Make duaa for them and encourage them to express their feelings to Allah (most honored and revered). This can be a source of comfort for them and anything they say to Allah is held between them. Remind them they can get through this and they are never alone. They can trust in you to be a support and they can trust in Allah to take care of them. 

…rely upon Allah . Indeed, Allah loves those who rely [upon Him]…” [Quran Aal `Imran 3:159]

Remember, you are not there to solve their problems. It is not possible for you to resolve everything for them and that is okay, you don’t need to. You are a support person who can help them in seeking out professional help.  

Final Thoughts

If you or someone you know is experiencing suicidal thoughts and/or ideations, please take these seriously and don’t wait to take action.

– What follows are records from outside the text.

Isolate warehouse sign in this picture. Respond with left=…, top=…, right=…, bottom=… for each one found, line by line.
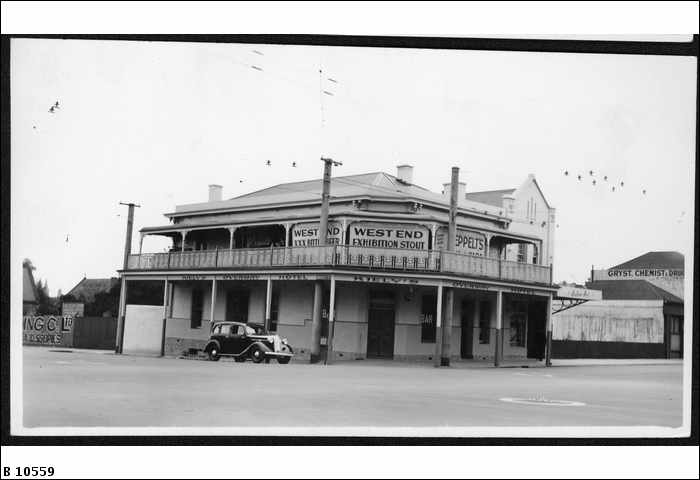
left=22, top=315, right=73, bottom=345
left=292, top=222, right=342, bottom=247
left=593, top=268, right=684, bottom=280
left=435, top=227, right=486, bottom=257
left=348, top=222, right=428, bottom=250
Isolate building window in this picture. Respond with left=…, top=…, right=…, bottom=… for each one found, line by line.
left=518, top=243, right=527, bottom=263
left=479, top=301, right=491, bottom=345
left=270, top=292, right=280, bottom=332
left=190, top=288, right=204, bottom=328
left=420, top=295, right=437, bottom=343
left=510, top=313, right=525, bottom=347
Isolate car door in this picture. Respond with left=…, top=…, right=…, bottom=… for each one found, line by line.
left=227, top=324, right=248, bottom=355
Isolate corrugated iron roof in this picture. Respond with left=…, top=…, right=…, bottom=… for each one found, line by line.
left=169, top=172, right=502, bottom=216
left=586, top=280, right=683, bottom=303
left=66, top=277, right=119, bottom=303
left=611, top=251, right=685, bottom=269
left=467, top=188, right=515, bottom=207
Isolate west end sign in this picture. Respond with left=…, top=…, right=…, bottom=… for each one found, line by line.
left=292, top=222, right=342, bottom=247
left=348, top=222, right=429, bottom=250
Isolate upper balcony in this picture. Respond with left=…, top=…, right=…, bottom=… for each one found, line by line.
left=127, top=245, right=552, bottom=285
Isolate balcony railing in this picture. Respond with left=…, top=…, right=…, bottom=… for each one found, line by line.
left=127, top=245, right=551, bottom=285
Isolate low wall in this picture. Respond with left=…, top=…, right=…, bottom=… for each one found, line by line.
left=122, top=305, right=163, bottom=355
left=552, top=340, right=666, bottom=358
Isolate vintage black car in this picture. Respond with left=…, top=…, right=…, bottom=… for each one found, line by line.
left=204, top=322, right=294, bottom=363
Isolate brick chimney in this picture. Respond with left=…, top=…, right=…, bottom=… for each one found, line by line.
left=442, top=182, right=467, bottom=203
left=209, top=184, right=224, bottom=202
left=396, top=165, right=413, bottom=183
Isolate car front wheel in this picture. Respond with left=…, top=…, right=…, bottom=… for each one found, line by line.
left=250, top=347, right=265, bottom=363
left=209, top=347, right=221, bottom=362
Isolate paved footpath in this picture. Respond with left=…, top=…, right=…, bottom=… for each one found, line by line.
left=23, top=347, right=682, bottom=427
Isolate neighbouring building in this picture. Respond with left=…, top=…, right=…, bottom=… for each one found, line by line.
left=22, top=260, right=39, bottom=316
left=552, top=252, right=685, bottom=358
left=117, top=165, right=557, bottom=362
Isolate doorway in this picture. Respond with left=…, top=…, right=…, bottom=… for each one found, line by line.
left=367, top=290, right=396, bottom=358
left=226, top=290, right=250, bottom=323
left=668, top=315, right=683, bottom=358
left=459, top=299, right=475, bottom=359
left=526, top=299, right=547, bottom=360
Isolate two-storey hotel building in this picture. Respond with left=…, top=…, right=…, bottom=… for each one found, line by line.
left=117, top=165, right=556, bottom=363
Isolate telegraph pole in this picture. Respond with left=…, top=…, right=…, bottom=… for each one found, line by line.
left=311, top=157, right=342, bottom=363
left=440, top=167, right=459, bottom=367
left=119, top=202, right=141, bottom=270
left=114, top=202, right=141, bottom=353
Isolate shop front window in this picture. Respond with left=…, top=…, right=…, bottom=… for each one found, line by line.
left=479, top=301, right=491, bottom=345
left=510, top=313, right=525, bottom=347
left=269, top=292, right=280, bottom=332
left=190, top=288, right=204, bottom=328
left=420, top=295, right=437, bottom=343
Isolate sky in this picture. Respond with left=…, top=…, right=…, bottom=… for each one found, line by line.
left=10, top=39, right=697, bottom=295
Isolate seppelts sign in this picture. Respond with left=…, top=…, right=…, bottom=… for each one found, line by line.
left=435, top=227, right=486, bottom=257
left=22, top=315, right=73, bottom=346
left=348, top=222, right=428, bottom=250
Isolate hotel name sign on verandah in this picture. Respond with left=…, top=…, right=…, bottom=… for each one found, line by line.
left=593, top=268, right=684, bottom=281
left=129, top=272, right=548, bottom=295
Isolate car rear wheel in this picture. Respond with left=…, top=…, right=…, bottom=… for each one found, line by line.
left=250, top=347, right=265, bottom=363
left=208, top=347, right=221, bottom=362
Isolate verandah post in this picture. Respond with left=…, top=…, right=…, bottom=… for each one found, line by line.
left=433, top=283, right=442, bottom=368
left=493, top=290, right=503, bottom=367
left=544, top=292, right=552, bottom=367
left=326, top=275, right=335, bottom=365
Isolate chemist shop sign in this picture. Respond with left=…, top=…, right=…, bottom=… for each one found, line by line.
left=22, top=315, right=73, bottom=346
left=435, top=227, right=486, bottom=257
left=292, top=222, right=342, bottom=247
left=348, top=222, right=428, bottom=250
left=593, top=268, right=684, bottom=280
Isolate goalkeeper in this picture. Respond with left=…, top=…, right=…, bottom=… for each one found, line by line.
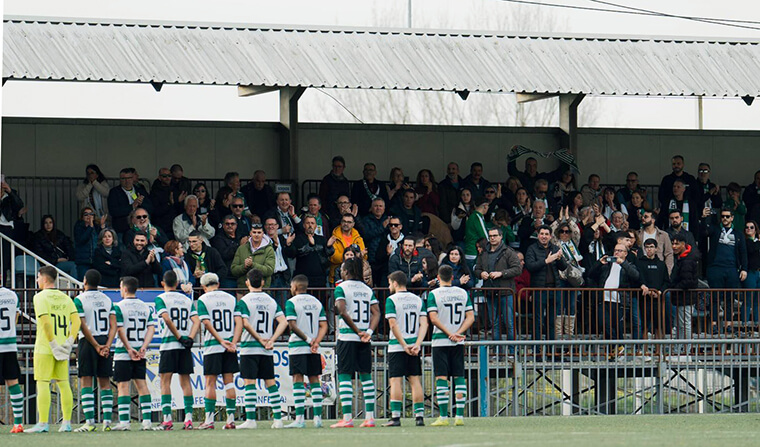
left=27, top=266, right=81, bottom=433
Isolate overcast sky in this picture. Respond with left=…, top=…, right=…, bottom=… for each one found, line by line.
left=2, top=0, right=760, bottom=129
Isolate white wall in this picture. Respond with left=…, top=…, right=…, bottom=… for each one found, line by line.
left=2, top=118, right=760, bottom=186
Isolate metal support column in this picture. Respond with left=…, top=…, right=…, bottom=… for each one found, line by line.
left=280, top=87, right=306, bottom=183
left=559, top=93, right=586, bottom=156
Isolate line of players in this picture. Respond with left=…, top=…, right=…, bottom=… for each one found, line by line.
left=0, top=260, right=474, bottom=433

An easy and free resource is the National Suicide Prevention line at 800-273-TALK (800-273-8255). They are available 24 hours a day 7 days a week.

Be mindful of the risk factors as well as signs of suicidal thoughts. If you are unsure if someone close to you is struggling with suicidal thoughts, don’t hesitate to speak with them privately and determine how they are feeling. That conversation may save their life.